White-tailed Deer Nutrition: Manage Habitat for Forbs

Protein Pellets Not the King of Deer Nutrition

But contrary to what you might think, feeds high in protein are not always the best for white-tailed deer. In nature, there are only three real food groups available to deer: browse, forbs and grasses. By far, whitetail prefer forbs the most. Forbs are really just “weeds.” Not all forbs are consumed by deer, but forbs can be extremely high in protein. In fact, they can be upwards of 35% protein!

That kind of difference in nutrition makes forbs look more like Grade A prime rib and commercially-formulated protein pellets more like oatmeal. In my opinion, promoting quality forbs for whitetail should be the number one goal of landowners managing for white-tailed deer. Nothing else comes close to packing on body weight and antler mass.

Spring Clover Means Solid Nutrition, Bigger Antlers

Source: “A few years ago I had two pens containing whitetail bucks within my research facility. Both groups had always been fed an identical diet. When Spring arrived, one group was in a pen with a lush growth of clover. The other group was in a pen that had been overstocked during the winter and was lacking the new clover. Keep in mind that bucks both pens received all of the high-quality feed they cared to consume. The only difference in the environment or the care from one group to the other was that one group was in a pen with lots of new clover while the other was not.

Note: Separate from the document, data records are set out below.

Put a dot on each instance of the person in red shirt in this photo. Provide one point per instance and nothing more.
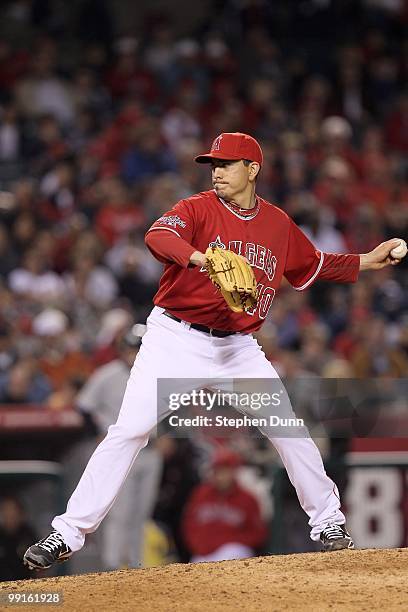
(193, 335)
(222, 520)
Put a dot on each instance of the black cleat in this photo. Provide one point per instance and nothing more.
(47, 551)
(336, 537)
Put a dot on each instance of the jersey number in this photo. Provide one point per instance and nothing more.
(265, 299)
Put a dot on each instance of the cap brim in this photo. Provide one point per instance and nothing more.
(208, 157)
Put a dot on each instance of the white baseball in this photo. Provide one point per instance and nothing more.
(399, 251)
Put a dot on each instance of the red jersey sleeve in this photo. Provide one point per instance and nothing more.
(304, 263)
(169, 237)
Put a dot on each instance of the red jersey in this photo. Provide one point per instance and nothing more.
(273, 244)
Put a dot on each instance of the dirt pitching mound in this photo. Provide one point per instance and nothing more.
(360, 580)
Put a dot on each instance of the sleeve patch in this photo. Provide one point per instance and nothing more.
(172, 221)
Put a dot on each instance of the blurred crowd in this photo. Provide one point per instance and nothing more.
(98, 130)
(97, 143)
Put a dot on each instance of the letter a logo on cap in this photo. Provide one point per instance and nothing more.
(216, 144)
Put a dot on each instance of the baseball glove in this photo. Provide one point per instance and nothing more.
(234, 277)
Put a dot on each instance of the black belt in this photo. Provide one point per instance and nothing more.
(217, 333)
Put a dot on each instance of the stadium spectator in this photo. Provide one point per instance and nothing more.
(221, 519)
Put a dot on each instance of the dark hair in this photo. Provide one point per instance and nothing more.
(246, 163)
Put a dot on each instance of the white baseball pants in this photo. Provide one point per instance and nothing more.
(175, 351)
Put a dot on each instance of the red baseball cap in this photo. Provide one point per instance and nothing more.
(231, 146)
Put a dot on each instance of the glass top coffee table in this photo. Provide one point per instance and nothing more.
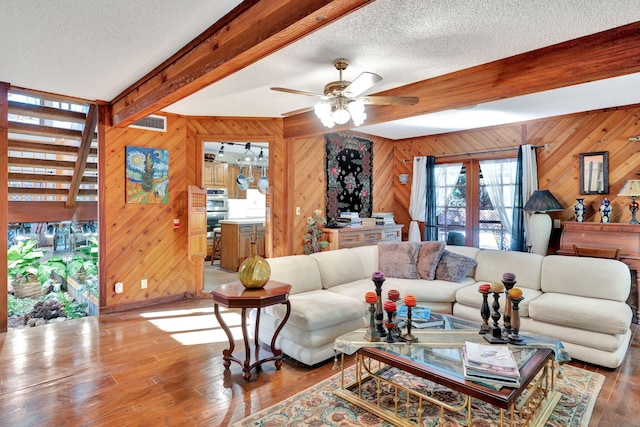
(389, 378)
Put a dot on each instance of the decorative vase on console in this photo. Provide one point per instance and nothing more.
(254, 272)
(605, 210)
(580, 210)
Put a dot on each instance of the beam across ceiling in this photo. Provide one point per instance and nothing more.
(250, 32)
(607, 54)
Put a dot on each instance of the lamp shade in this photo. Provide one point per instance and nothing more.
(542, 201)
(631, 188)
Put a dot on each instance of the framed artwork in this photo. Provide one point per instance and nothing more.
(147, 175)
(594, 173)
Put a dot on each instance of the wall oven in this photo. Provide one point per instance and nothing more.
(217, 208)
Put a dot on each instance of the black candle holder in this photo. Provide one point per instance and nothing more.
(495, 337)
(485, 312)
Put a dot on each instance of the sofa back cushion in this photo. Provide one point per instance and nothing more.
(338, 267)
(469, 251)
(399, 259)
(492, 264)
(587, 277)
(299, 271)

By mid-May the difference in the two groups of bucks was shocking. The bucks in the pen that had the early clover to supplement their diet were showing advanced antler growth, significant weight gain and a healthier hair coat versus the pen that did not receive the benefit of the clover.

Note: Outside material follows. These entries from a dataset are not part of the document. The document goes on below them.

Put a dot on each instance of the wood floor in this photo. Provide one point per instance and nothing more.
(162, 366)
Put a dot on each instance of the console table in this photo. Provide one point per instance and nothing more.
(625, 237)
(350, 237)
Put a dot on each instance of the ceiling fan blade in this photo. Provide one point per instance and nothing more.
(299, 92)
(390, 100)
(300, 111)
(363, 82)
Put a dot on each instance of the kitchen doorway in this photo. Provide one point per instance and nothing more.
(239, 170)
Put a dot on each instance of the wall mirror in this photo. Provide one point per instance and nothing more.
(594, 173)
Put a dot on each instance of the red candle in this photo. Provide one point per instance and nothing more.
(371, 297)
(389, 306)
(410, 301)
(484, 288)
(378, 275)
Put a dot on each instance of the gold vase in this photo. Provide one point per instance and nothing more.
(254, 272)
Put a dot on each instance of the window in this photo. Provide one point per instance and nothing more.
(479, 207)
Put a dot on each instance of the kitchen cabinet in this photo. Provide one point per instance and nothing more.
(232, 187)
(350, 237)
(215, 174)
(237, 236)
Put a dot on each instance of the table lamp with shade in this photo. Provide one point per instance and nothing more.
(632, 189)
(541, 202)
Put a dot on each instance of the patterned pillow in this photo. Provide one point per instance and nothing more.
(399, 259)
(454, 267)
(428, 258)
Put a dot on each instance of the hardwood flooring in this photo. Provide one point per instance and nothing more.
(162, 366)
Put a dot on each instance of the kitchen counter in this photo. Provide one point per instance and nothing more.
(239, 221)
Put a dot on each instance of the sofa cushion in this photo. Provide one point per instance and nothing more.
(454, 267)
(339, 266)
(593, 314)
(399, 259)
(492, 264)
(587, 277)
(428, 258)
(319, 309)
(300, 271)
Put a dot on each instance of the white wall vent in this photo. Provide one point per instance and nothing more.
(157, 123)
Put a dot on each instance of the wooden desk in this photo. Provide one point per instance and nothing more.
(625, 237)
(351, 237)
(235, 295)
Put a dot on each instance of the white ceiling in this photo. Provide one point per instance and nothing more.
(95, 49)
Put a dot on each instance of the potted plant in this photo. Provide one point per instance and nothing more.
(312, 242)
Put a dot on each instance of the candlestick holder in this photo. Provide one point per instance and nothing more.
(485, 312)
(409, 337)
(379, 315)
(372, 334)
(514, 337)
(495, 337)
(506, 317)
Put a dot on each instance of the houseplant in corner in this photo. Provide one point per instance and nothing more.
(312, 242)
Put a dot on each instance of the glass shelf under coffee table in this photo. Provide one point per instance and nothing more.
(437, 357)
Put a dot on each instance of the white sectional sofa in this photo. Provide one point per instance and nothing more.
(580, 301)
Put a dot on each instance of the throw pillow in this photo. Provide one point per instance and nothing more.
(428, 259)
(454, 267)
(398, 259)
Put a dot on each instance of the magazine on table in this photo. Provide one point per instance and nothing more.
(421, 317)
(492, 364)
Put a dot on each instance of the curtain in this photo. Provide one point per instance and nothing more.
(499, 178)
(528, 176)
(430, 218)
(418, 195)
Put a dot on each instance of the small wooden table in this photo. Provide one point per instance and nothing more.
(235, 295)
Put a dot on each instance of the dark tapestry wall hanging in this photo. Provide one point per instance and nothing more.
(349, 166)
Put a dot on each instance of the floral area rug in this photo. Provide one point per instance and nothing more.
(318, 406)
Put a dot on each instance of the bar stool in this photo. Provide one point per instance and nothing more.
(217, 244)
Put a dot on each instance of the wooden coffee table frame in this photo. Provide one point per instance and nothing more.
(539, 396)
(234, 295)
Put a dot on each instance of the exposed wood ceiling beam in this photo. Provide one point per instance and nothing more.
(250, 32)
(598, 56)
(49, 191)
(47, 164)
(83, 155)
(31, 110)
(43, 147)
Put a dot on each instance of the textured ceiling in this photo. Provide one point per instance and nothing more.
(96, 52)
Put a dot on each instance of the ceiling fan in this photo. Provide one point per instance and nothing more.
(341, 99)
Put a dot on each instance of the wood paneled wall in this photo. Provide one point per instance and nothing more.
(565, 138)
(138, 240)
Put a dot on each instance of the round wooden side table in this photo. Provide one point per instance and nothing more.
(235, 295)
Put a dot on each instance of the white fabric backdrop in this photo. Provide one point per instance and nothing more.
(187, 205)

I had long realized that clover is one of the first plants to green up in the early spring. But until I saw for myself what a difference it made in my study herd, I didn’t appreciate just what a huge impact it can have in our efforts as land managers to have the healthiest whitetails on our properties.”

Habitat Management for Whitetail Deer Nutrition

The number one creator of high quality forbs is rainfall, but that doesn’t mean hunters, landowners and property managers are helpless when it comes to developing more of them for deer to eat. It does take rain to grow naturally occurring forbs or food plots planted with clover or other forb mixes, but also habitat can be manipulated to select for additional forb plants for deer. There are a few of ways to improve deer nutrition, increase annual antler growth, and get Spring forbs up and running.

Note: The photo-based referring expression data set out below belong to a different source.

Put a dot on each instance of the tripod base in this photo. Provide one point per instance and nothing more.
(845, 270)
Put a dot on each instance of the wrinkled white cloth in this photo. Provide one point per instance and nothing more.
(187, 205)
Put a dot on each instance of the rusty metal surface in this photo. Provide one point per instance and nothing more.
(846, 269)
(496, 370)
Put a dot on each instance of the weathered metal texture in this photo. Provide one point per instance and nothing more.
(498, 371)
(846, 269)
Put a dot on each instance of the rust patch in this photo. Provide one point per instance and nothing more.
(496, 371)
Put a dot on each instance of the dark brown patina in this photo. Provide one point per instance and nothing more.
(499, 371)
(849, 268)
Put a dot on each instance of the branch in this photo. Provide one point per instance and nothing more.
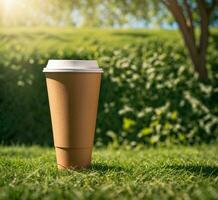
(190, 19)
(213, 5)
(204, 24)
(178, 14)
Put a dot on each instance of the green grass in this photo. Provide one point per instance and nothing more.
(163, 173)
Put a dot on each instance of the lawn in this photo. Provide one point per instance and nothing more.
(175, 172)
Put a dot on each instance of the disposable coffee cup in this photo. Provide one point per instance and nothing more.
(73, 91)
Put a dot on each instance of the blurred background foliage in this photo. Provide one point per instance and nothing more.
(150, 93)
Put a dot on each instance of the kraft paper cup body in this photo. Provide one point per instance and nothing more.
(73, 99)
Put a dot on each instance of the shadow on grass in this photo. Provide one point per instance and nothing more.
(203, 170)
(131, 34)
(102, 167)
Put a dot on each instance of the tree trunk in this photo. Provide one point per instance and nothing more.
(197, 51)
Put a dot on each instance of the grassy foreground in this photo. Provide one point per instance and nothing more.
(162, 173)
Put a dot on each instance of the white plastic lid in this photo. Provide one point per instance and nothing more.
(72, 66)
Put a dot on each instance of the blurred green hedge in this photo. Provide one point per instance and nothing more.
(149, 93)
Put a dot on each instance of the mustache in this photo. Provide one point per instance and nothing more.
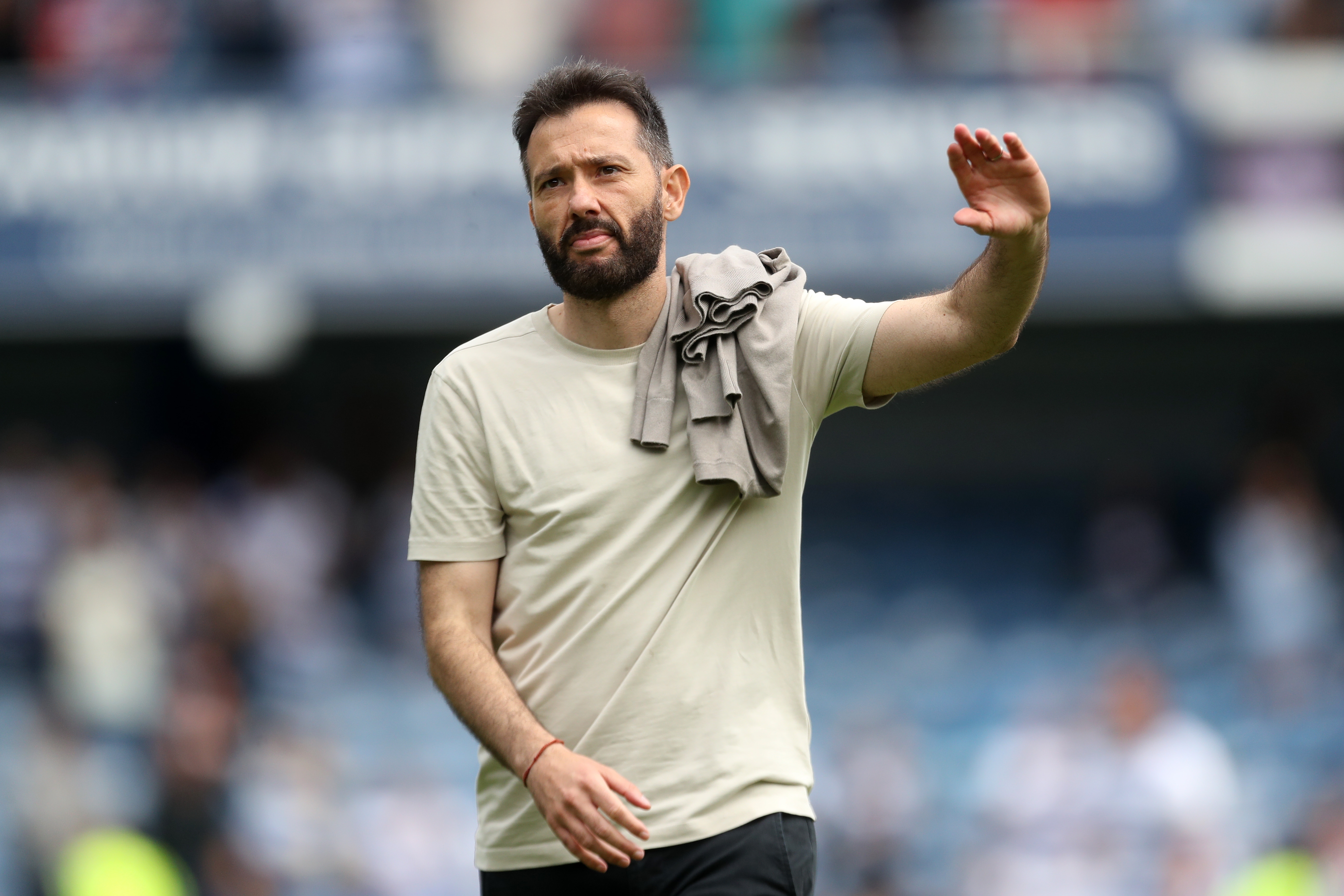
(580, 227)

These habitat management techniques include prescribed burning, prescribed grazing, field disking and brush clearing. Prescribed burning just before Spring green-up will promote cool season forbs by reducing old-growth grass cover and putting fertilizer into the ground. Alternatively, high intensity cattle grazing during that time will do the same thing, but without the major increase in fertilizer.

Disking grass-dominated pastures or grasslands prior to Spring will also promote cool season forbs. It’s important to realize that since white-tailed deer eat very little grass (only about 8 percent of a deer’s annual diet), when deer are seen in fields it is often forbs that they are consuming, not grass. Brush management that involves complete clearing or selective clearing will enhance protein-rich forbs that will increase the nutritional plane of a deer herd, but do not target brush that provides good deer browse (leaves, twigs, vines) during the Summer and Winter.